The Following is from a post by Matt Schneider on the Capri 14 Comments board.
I found an alternative for the buoy method.
I took out the pulley at the top of my mast and peered down the length of it. I discovered the cause of my turtling problem. The plug that Catalina designed and installed into the mast of my 14.2 had nearly disintegrated, changing the mast from a buoy to a dead weight.

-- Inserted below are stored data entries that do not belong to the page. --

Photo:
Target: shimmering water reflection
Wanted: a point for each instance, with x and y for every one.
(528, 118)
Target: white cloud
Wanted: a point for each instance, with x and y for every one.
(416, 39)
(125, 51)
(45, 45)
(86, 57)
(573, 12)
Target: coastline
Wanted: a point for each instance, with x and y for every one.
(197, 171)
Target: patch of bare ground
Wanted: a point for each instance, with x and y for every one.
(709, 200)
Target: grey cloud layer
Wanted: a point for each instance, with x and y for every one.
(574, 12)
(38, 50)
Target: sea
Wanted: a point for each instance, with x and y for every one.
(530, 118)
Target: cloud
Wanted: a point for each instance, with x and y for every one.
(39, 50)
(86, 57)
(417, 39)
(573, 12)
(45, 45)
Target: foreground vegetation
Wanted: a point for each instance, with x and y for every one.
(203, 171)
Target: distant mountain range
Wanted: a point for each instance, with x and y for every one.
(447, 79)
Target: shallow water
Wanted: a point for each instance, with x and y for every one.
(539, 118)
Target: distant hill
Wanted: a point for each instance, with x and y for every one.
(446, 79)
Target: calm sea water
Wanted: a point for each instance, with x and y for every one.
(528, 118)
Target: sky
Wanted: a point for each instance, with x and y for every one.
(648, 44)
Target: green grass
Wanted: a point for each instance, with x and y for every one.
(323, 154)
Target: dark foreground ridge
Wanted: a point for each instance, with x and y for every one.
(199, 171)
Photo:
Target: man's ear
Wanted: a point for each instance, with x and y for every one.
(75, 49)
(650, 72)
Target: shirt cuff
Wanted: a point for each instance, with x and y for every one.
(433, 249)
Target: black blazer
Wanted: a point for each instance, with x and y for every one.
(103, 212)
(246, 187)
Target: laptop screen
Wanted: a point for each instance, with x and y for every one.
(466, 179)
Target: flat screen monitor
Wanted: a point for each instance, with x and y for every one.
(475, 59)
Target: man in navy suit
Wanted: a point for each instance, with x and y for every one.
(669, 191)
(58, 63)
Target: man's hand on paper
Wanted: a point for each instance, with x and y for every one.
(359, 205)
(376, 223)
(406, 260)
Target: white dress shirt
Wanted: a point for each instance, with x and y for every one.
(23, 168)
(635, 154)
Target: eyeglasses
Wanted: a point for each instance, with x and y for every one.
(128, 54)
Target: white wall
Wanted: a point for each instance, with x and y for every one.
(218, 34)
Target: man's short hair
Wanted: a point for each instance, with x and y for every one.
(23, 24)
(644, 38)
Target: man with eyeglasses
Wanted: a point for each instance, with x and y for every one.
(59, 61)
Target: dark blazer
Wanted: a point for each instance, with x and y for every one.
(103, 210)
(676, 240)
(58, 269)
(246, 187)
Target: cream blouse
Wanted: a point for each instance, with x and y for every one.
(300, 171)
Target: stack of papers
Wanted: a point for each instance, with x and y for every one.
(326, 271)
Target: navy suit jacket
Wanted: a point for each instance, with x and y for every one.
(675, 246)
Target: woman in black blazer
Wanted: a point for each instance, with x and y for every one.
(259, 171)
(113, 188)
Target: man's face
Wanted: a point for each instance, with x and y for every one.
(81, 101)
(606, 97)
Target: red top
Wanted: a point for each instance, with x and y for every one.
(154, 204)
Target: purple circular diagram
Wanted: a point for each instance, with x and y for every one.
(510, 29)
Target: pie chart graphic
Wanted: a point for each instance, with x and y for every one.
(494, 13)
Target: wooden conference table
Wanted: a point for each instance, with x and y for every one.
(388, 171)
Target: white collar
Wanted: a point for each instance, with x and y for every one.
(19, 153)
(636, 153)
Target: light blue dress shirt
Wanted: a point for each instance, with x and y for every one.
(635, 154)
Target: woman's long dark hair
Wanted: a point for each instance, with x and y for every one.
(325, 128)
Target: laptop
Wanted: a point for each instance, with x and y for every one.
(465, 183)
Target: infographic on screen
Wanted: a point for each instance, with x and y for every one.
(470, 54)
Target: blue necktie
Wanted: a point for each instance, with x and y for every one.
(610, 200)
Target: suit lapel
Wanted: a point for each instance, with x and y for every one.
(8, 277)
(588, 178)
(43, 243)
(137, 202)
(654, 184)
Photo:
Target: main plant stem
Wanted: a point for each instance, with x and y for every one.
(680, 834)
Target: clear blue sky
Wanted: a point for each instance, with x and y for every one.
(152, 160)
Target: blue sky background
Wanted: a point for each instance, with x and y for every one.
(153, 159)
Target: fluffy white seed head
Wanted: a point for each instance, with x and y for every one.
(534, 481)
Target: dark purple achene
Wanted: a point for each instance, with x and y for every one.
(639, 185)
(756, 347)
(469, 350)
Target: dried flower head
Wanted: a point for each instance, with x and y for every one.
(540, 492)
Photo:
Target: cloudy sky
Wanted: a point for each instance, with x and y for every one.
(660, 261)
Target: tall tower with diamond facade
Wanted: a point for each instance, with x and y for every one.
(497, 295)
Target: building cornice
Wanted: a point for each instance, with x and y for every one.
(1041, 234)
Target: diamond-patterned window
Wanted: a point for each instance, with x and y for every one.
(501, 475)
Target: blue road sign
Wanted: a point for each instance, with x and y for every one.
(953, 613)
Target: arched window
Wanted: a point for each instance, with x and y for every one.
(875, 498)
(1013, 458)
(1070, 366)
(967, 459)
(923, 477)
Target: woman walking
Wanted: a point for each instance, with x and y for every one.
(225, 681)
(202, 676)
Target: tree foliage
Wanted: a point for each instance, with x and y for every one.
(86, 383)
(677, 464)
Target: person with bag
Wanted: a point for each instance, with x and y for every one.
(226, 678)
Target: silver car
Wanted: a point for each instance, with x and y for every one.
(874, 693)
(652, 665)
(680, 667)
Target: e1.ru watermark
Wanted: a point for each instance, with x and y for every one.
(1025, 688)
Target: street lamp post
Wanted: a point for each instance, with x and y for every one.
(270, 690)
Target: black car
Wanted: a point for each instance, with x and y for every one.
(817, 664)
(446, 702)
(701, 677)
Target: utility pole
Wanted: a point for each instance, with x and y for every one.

To solve this problem, I did my best to wrench out what remained of the old plug. Then I went to Home Depot and bought a can of water proof foam (>$5.00) that is used to hold windows in place. I sprayed this foam down the mast and let it expand to re-plug the whole (After spraying this foam as a liquid it expands to the size of your opening and then dries hard). This allows the air trapped in the mast to naturally keep the boat from turtling.
Being an engineer, I followed (actually proceeded) this procedure with some calculations. Trapping the air inside the mast changes the mast from a dead weight (that wants to sink) weighing 14.6 lb(f) to a buoy (that wants to float) with 18.3 lb(f) of buoyancy. That is net swing of almost 33 lb(f)! If the mast is 20 feet long, that changes the mast from being a proturtling torque of 146 ft-lb to a 183 ft-lb anti-turtling torque. A real help in keeping the boat from turtling!